Kelsey was swayed by the beauty of the Rolling Prairies ranch, which was once a portion of the historic Four Sixes, and his friend, Spade Ranch CEO John Welch. He made an offer that was quickly accepted. “I was standing in a pasture wondering, ‘What did I just do?’” he recalls. He subsequently sold his Montana ranch and began sculpting the T Lazy S into the work of art it is today.
“First of all, I don’t overgraze. At all. I know a lot of my neighbors probably wish I would graze more of it or think I don’t use the grass. I do use it — for wildlife. If I feel like there’s too much grass and it’s going to be a fire hazard, I’ll get some yearlings in,” Kelsey says.
His biggest challenge has been removing stubborn brush. “I grubbed for 12 years,” Kelsey says. “It’s relentless. Mother Nature is relentless herself. These are red berry cedars, and the only way to get rid of them is to pull them out by the root. You can’t cut them down, and there’s no spray that will kill them without killing the grass around it. As for fire, I had a fire here eight years ago, and it burned almost the whole ranch. But all the cedars came back. That root ball is almost fireproof!”
A dozen determined years later and the brush became an attribute. “I picked where I wanted it grubbed,” he notes. “I cleared some of the bottoms of the canyons but not too much. I left brush on the side of the hills for erosion and for the wildlife to hide. The wildlife likes to hide in the brush, so all of the side hills are solid brush. Some of the top of the mesas are brush, too. It’s cedar and mesquite, so from the air, it looks like a jigsaw puzzle.”
Charlie Middleton appreciates the strategy and perseverance. “Mr. Kelsey has been such an outstanding steward of this ranch. Several thousand acres of invasive cedar and mesquite have been grubbed, benefiting wildlife and making the property much more visually appealing.
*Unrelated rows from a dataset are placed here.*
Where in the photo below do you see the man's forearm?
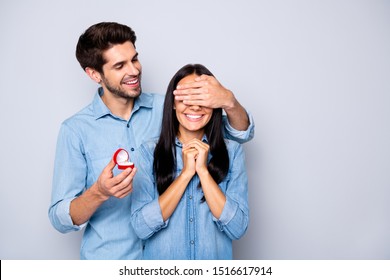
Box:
[69,185,107,226]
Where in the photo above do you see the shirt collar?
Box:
[92,87,153,119]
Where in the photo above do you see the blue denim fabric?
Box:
[49,88,254,259]
[131,137,249,259]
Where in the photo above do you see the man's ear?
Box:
[85,67,102,84]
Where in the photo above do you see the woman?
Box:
[131,64,249,259]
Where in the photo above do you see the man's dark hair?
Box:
[76,22,137,73]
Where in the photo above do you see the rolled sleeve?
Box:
[49,198,86,233]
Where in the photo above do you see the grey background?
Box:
[0,0,390,259]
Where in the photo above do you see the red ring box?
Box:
[113,148,134,170]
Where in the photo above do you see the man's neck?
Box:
[102,92,134,120]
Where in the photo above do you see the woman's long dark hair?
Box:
[153,64,229,195]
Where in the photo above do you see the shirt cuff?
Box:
[57,198,86,230]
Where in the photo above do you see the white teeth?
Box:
[125,79,138,85]
[186,115,202,119]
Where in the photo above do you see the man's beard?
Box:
[102,76,142,99]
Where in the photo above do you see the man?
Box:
[49,22,254,259]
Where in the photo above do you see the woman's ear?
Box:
[85,67,102,84]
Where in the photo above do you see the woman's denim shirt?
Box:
[131,137,249,259]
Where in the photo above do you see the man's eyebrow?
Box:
[112,52,138,68]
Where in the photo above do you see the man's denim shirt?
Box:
[49,88,254,259]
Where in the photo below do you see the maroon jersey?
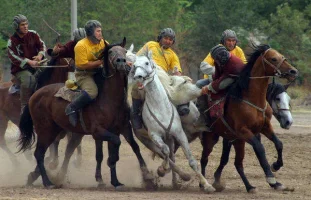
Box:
[7,30,46,75]
[211,54,244,93]
[48,40,77,59]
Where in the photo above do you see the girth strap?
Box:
[145,102,175,134]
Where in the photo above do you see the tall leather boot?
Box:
[196,95,211,132]
[20,87,33,115]
[132,98,143,129]
[65,91,93,126]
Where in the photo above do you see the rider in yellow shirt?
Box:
[196,29,247,88]
[132,28,185,129]
[65,20,105,126]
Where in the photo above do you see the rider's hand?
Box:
[27,60,39,68]
[52,44,60,56]
[201,86,209,95]
[32,53,43,61]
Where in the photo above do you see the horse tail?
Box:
[18,104,35,152]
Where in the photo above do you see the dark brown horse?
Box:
[201,45,298,192]
[0,59,69,164]
[20,39,146,188]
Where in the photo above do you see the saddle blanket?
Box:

The grass turf has been well-maintained and not overgrazed, and water has been distributed very well. This ranch is ready for someone to enjoy beginning day one,” Middleton says.
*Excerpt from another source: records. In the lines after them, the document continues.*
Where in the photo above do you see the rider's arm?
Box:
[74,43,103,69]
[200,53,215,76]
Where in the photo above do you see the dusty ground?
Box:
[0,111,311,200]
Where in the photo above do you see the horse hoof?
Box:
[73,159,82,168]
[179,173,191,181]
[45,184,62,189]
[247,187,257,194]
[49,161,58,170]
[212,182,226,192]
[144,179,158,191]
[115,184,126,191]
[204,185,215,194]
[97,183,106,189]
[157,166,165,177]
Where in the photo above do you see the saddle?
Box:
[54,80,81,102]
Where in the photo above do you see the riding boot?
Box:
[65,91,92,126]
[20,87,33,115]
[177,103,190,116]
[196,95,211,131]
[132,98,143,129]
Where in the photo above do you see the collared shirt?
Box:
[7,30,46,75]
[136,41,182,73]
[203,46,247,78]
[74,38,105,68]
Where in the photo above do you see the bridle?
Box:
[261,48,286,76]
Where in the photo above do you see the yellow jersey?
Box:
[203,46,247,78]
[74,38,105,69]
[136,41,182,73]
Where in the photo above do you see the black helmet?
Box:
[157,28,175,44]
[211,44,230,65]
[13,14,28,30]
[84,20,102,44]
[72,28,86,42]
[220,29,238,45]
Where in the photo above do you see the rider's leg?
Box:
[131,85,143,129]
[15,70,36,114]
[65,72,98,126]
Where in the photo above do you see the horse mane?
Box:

And while there are certainly a number of tangible amenities on the property — a 6,326-square-foot home, art studio, 8,800-square-foot workshop, two additional metal barns used as aircraft hangars, and a private runway — there are countless intangible assets included.
“I’ve been a rancher and an artist all my life. I was told 50 years ago I couldn’t do both. I ignored that. Every time you go out on the land, there’s a million ideas,” Kelsey says. “There is no limit to the ideas. The only limit is time.”